Johns Hopkins Said Yes
Magdalena Macias kept telling herself one thing while she was applying to medical schools: all it takes is one yes.
This spring, she heard yes from seven of them.
Macias, who graduated from USF in May of 2024 with a degree in biology, was accepted to seven of the eight medical schools where she interviewed, including Brown and Dartmouth. In the end she chose Johns Hopkins. She’ll start there this fall on a scholarship covering tuition and living expenses.
Macias grew up far from Johns Hopkins. She lived in Mexico until she was 8, when her family moved to Springdale, Arkansas. When it came time for college, her brother, Francisco, suggested San Francisco.
“I went to the website, took one look at Lone Mountain, and applied,” she said.
Her interest in medicine began in her early teens, when her father started showing symptoms that doctors struggled to identify, moving through bipolar disorder, depression, and Parkinson’s before landing on frontotemporal dementia in 2018. Within a few years of his diagnosis, he could no longer walk and struggled to hold conversations.
When her father was diagnosed, Macias was a high-school junior taking AP Psychology, a class that provided names and context for what was happening to him. Having language for what he was going through, she said, gave her a sense of what a doctor could do: give a family the words to understand what is happening, and walk with them through what comes next.
At USF, Macias connected with pre-health adviser Marie Dutton. Dutton suggested she consider work in contact-tracing.

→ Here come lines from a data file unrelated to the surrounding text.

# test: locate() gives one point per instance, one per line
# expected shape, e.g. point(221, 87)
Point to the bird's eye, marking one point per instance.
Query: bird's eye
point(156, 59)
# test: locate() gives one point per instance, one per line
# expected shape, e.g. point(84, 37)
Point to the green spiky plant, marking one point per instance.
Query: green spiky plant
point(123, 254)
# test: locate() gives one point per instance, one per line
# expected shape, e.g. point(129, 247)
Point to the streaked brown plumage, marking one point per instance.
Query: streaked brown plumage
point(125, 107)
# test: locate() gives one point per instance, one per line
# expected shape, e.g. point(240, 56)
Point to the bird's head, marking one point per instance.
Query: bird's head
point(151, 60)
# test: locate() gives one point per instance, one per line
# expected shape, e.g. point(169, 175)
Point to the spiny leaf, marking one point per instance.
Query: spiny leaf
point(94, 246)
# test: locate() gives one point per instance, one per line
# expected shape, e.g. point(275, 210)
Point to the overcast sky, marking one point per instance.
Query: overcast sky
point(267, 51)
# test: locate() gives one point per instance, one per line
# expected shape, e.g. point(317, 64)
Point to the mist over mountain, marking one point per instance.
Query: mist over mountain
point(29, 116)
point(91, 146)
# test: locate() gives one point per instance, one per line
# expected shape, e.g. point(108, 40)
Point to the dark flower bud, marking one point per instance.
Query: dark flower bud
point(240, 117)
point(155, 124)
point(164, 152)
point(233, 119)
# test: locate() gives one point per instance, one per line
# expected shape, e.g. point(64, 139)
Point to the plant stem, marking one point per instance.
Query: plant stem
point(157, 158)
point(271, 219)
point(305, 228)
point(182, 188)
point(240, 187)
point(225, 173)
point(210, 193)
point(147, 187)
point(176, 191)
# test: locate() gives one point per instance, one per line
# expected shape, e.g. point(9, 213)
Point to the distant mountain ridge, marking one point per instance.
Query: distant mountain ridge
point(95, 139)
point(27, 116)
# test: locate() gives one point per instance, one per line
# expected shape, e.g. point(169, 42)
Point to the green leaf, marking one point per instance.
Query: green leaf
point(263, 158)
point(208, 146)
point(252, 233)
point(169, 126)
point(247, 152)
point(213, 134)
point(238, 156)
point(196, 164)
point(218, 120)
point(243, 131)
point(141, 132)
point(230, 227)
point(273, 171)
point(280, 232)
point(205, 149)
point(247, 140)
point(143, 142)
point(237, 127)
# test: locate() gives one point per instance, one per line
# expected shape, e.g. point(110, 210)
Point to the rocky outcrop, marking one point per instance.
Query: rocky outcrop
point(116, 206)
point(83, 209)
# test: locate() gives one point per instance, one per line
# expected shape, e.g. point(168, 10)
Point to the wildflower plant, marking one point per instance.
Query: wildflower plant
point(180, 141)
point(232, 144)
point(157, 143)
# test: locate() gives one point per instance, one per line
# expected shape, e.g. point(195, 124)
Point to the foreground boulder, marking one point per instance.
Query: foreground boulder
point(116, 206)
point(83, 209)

Macias found a position at the University of Arkansas for Medical Sciences, a job that put her on the phone with Latino residents in northwest Arkansas, conducting interviews in Spanish to track the spread of COVID-19 through their communities.
Dutton also pointed her toward the Amgen Scholars program, which enabled Macias to spend the summer between her sophomore and junior years at the National Institutes of Health in Bethesda, Maryland. She ended up in a neurodegeneration lab — the first time she seriously considered working on the disease that affects her father.
“I had always said that working on this disease hits too close to home, but in the lab I changed my mind,” she said. “I could really make an impact from the research side.”
In the spring of her senior year at USF, Macias took the MCAT. Her score was high, she says, but not quite what top medical schools expect. She considered retaking the test, talked it over with Dutton, and decided to let her score stand. She had other work to do.
After graduating from USF, she returned to the NIH as a post-baccalaureate researcher in dementia. She also interpreted for Spanish-speaking patients at the Kaseman Health Clinic in Maryland and traveled to Capitol Hill to speak with legislators on behalf of the Alzheimer’s Association and the Association for Frontotemporal Degeneration.
“I advocate for my dad and the 6.7 million Americans living with dementia, as well as the 11 million unpaid family caregivers who care for them,” she said.
After Johns Hopkins accepted her, a professor there told her what had made her application stand out: her clinical experience, her research, her advocacy work, and the story that connected them.
At Hopkins, Macias hopes to explore behavioral neurology, particularly young-onset dementia.
“I used to say that I wanted my work to give my father a voice, but I’ve changed it to giving his story a voice,” she said. “His voice is something he can never get back. But I hope my work can help ensure families have a voice in conversations about dementia and caregiving — that’s the big thing.”